Seismic Stratigraphy and Facies
The interpreter reads geometries; the modeler fills a grid. This path walks the whole distance between them: terminations and sequences on the section, channels and fans in map view, then variograms, facies methods, and indicator geostatistics until the depositional system you saw on seismic lives inside the reservoir model.
You can name the four reflection terminations and the surfaces they diagnose, classify a channel system from a horizon slice and predict its net-to-gross, place your prospect on a turbidite fan, fit a variogram you can defend, choose between object-based and pixel-based facies methods for a given geology, and condition the resulting model to wells, trends, and seismic probability.
Read the geometries
Onlap, downlap, toplap, truncation: four ways a reflector can end, and the entire alphabet of seismic stratigraphy. Every sequence boundary you will ever draw rests on this evidence.
The terminations combine into sequence boundaries, flooding surfaces, and systems tracts driven by relative sea level; this is how you correlate across a basin with no well control.
Fluvial, deltaic, shoreface, carbonate, deep-water: each system has an architectural signature and a reservoir prediction attached. Seismic geomorphology assembles them into one readable scene on a horizon slice.
Channels are the one depositional body that announces itself in plan view, and channel type sets net-to-gross before the first well is drilled. Classifying them fast is a core workstation skill.
The fan is not a uniform sand body: proximal, mid-fan, and distal positions carry different architectures, net-to-gross, and drilling targets, and modern deep-water exploration is built on reading that gradient.
Spatial continuity groundwork
The variogram is how a model remembers geology: average squared difference versus lag, with nugget, sill, and range setting the texture of every realization built on it.
Continuity in a reservoir is directional, with the azimuth taken from the depositional system you mapped in stage one, and a trend breaks the stationarity the variogram assumes until you remove it and model the residual.

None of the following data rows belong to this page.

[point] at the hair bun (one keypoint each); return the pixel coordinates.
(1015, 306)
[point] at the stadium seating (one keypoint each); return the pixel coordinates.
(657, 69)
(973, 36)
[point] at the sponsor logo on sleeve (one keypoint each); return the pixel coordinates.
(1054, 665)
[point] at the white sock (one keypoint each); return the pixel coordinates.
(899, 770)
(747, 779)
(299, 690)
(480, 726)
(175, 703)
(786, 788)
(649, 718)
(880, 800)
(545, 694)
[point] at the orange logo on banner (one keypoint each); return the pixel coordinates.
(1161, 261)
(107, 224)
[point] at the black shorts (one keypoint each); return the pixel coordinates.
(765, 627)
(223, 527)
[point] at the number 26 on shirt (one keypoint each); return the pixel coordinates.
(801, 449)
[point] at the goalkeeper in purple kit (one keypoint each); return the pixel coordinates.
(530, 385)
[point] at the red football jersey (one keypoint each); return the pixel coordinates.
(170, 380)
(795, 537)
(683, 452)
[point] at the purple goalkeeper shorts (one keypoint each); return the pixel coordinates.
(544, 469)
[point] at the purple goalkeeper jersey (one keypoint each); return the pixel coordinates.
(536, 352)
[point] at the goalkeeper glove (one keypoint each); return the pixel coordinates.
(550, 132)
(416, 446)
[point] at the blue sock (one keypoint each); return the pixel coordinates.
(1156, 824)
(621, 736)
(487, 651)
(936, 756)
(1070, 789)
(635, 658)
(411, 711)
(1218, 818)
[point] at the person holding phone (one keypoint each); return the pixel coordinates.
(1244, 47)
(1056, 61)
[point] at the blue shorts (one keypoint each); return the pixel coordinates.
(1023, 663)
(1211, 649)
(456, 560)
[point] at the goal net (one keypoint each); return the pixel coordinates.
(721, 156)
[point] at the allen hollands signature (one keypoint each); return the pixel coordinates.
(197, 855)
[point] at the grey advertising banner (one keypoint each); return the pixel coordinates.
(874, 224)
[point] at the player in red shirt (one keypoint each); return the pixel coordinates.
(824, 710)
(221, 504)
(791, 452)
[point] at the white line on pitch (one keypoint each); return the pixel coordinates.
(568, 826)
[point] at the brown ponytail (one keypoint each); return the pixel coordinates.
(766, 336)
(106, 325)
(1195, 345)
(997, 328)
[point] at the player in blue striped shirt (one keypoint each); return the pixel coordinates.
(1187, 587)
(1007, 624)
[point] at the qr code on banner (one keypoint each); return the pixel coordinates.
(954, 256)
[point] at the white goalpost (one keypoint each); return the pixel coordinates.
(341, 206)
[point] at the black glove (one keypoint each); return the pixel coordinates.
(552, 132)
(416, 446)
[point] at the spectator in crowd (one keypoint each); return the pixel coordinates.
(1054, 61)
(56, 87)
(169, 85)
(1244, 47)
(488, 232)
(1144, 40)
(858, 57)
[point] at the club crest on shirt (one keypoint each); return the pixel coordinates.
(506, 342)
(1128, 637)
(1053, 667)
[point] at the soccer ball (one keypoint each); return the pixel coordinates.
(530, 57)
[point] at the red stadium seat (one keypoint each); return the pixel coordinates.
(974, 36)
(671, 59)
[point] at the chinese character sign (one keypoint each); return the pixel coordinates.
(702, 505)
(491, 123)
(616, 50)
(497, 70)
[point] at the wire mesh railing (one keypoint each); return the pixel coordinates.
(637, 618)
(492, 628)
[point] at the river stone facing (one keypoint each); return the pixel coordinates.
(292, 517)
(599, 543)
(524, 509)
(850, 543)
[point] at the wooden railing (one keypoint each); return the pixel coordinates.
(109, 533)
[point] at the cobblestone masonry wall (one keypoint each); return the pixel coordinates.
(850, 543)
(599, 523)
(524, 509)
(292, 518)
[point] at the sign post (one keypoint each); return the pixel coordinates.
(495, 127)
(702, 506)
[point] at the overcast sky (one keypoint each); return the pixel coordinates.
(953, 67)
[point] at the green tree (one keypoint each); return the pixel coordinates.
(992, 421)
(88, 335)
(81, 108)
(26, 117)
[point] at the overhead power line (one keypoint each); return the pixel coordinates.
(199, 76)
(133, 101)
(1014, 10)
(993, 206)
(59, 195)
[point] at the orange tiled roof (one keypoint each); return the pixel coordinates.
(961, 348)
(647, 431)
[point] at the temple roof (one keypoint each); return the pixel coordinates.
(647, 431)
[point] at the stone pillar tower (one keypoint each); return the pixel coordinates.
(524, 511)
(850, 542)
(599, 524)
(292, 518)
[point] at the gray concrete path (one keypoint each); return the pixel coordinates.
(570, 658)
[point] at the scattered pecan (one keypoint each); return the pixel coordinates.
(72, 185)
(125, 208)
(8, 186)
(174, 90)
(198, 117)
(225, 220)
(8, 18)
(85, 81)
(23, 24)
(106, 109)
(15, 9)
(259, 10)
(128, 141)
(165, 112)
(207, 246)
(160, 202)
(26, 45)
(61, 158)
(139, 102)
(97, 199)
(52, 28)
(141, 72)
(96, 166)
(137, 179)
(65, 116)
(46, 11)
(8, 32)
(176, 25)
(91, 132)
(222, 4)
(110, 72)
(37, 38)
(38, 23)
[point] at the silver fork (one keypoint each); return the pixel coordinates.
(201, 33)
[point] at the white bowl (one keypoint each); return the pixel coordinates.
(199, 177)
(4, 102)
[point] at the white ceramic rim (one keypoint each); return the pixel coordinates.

The experimental variogram is a handful of noisy points; kriging and simulation need a valid smooth model, pinned to the pair-rich short lags and checked against what you know of the rock.
Depositional systems into the model
Facies are the first-order control on porosity and permeability, which is why the workflow models facies before properties; blocking the fine well logs to grid-cell scale is the unglamorous step that decides what the model can honor.
Object-based modeling drops whole channel bodies into the grid with the width, sinuosity, and orientation you read from seismic in stage one; the price of that realism is that net-to-gross becomes an outcome, not a setting.
Truncated Gaussian cuts one continuous field into ordered facies bands; sequential indicator simulation handles unordered facies cell by cell. Between them they trade the crisp shapes of objects for exact proportions and easy conditioning.
Facies by geostatistics
The indicator transform turns a category or a cutoff into a 0/1 field whose variogram measures the connectivity of the zones you care about, a different question than the continuous variogram answers.
Krige the indicator field and the estimate reads directly as a facies probability, no Gaussian assumption required; order-relation violations are the housekeeping the method demands in return.
Indicator methods are distribution-free and categorical-native, but they carry five canonical failure modes; knowing when SISIM is inadequate and an object-based or multipoint approach is warranted is the judgment this path exists to build.
The finished facies model must reproduce the well facies exactly while trends, proportion curves, and seismic-derived probability steer it between the wells; this is the seam where the interpretation from stage one finally constrains the grid.